Justice Hugo Black is also the guy who perverted the whole "separation of Church and State" bull$#@!.

so now instead of government being prevented from interfering with say a prayer before a high school football game.. now the goverment prevents the prayer before a high school football game.

----------


## r33d33

ok, I was just wondering if a right to privacy is constitutional and how it is

----------


## JoshLowry

http://www.lewrockwell.com/paul/paul120.html




> Consider the _Lawrence_ case decided by the Supreme Court                  in June. The Court determined that Texas had no right to establish                  its own standards for private sexual conduct, because gay sodomy                  is somehow protected under the 14th amendment “right to privacy.”                  *Ridiculous as sodomy laws may be, there clearly is no right to                  privacy nor sodomy found anywhere in the Constitution.*  There are,                  however, _states’ rights_ – rights plainly affirmed                  in the Ninth and Tenth amendments. Under those amendments, the                  State of Texas has the right to decide for itself how to regulate                  social matters like sex, using its own local standards. But rather                  than applying the real Constitution and declining jurisdiction                  over a properly state matter, the Court decided to apply the imaginary                  Constitution and impose its vision on the people of Texas.
> 
> Whether it’s gun rights, abortion, taxes, racial quotas,                  environmental regulations, gay marriage, or religion, federal                  jurists are way out of touch with the American people.

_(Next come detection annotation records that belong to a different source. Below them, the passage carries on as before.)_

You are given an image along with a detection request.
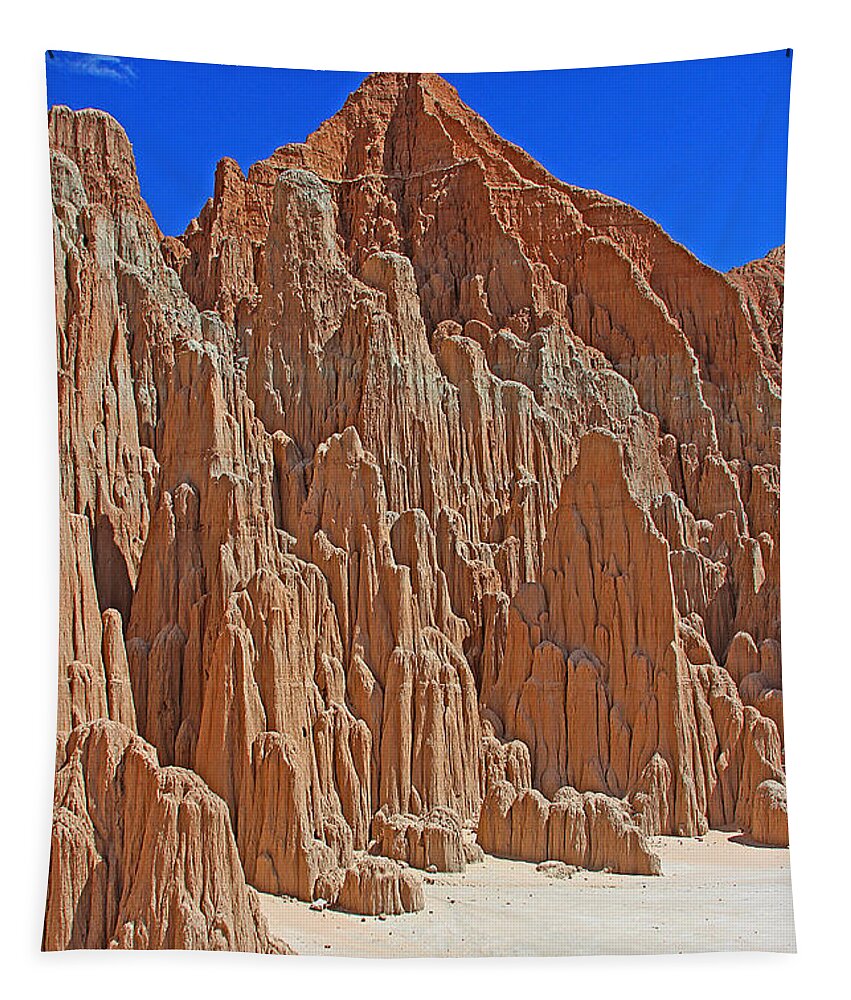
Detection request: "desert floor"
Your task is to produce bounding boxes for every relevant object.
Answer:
[261,831,795,958]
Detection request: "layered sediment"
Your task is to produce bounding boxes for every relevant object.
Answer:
[45,74,788,950]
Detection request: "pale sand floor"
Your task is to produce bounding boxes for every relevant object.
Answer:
[261,831,795,958]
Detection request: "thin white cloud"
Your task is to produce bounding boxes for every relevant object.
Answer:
[57,52,136,83]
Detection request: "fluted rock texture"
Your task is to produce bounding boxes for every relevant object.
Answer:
[44,720,287,953]
[45,74,787,949]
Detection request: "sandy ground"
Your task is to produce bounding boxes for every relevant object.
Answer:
[261,831,795,958]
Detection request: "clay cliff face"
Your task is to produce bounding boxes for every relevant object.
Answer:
[45,74,787,950]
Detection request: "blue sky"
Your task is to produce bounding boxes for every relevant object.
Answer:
[46,50,792,270]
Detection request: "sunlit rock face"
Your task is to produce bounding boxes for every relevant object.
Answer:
[45,74,787,950]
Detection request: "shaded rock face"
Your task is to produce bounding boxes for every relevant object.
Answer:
[45,74,785,948]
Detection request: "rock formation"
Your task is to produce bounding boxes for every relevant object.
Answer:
[45,74,787,950]
[44,720,287,953]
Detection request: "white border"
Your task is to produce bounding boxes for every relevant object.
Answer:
[0,0,851,1000]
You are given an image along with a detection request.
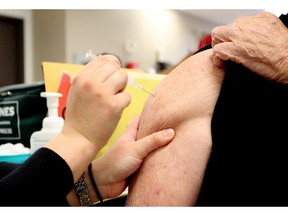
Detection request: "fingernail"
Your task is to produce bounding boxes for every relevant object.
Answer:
[163,128,174,137]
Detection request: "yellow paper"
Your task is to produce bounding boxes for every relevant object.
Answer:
[42,62,166,157]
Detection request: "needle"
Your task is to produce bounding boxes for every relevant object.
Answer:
[85,50,155,97]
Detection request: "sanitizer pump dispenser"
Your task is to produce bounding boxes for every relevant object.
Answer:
[30,92,64,154]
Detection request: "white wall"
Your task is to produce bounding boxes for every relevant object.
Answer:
[0,10,34,83]
[0,9,215,83]
[66,9,215,70]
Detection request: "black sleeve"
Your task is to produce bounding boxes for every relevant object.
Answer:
[0,162,20,179]
[0,148,73,206]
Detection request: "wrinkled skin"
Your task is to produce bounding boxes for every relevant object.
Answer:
[211,12,288,83]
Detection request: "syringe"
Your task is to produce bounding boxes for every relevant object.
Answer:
[85,50,155,97]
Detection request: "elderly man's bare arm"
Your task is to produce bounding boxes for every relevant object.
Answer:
[126,49,224,206]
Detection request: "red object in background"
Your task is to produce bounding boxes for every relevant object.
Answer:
[58,72,71,119]
[198,34,212,49]
[126,62,139,69]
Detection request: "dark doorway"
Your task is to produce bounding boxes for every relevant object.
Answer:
[0,16,24,87]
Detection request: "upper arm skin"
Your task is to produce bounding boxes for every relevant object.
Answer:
[126,49,224,206]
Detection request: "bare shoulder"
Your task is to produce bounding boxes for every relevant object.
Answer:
[138,50,224,138]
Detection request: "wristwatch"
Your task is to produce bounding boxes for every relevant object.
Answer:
[74,174,91,206]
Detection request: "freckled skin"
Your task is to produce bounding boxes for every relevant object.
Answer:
[126,50,224,206]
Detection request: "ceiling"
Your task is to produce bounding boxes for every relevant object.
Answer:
[181,9,264,25]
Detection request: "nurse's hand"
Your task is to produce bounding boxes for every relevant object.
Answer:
[63,55,131,153]
[212,12,288,83]
[92,117,175,199]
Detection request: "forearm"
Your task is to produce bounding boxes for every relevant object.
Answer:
[45,129,99,183]
[126,119,212,206]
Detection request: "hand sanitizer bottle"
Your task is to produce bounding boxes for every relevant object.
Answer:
[30,92,64,154]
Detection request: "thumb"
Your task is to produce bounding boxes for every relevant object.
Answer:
[135,128,175,158]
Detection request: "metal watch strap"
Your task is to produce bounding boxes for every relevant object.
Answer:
[74,175,91,206]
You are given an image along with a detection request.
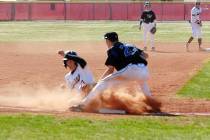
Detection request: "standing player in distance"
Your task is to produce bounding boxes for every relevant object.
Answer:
[139,1,156,51]
[58,50,95,97]
[72,32,151,110]
[186,2,208,51]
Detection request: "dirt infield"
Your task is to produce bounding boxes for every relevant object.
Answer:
[0,42,210,116]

I still am not sure how I feel about the states regulating consensual sex. 

If we did have 50 sovereign states then they probably would not pass ridiculous laws. They would be much more in touch with the people.

----------


## DamianTV

> ok, I was just wondering if a right to privacy is constitutional and how it is


The Right to Privacy is not specifically listed in the bill of rights, although IMHO, it should be.  Its considered by the Supreme Court as a Penumbra right (edge of a shadow) of the 4th Amendment.




> The right of the people to be secure in their persons, houses, papers, and effects, against unreasonable searches and seizures, shall not be violated, and no Warrants shall issue, but upon probable cause, supported by Oath or affirmation, and particularly describing the place to be searched, and the persons or things to be seized.


The cases considered that what a person does, thinks, and feels IS encompassed by the words "persons" and "effects".

---

What we are seeing occur today is as a result of what usually happens.  

As so long as removing a persons rights provides a benefit to those that would be able to abuse people without said rights, those rights will continue to be eroded away until they are no longer exisitent.  - ME

Thus:  If it is profitable for companies to get rid of your right to privacy by monitoring and phoning home everything that you watch on your TV, companies will continue to build cable boxes, satellite receivers, and multimedia box sets that "require" a phone line or internet access to "update" their stuff.  Truthfully, updating means that you can have a passive unit that only listens.  THe real updating happens on THEIR end where they update their profile on what shows you watch, what time you watch the shows, and what commercials you watch.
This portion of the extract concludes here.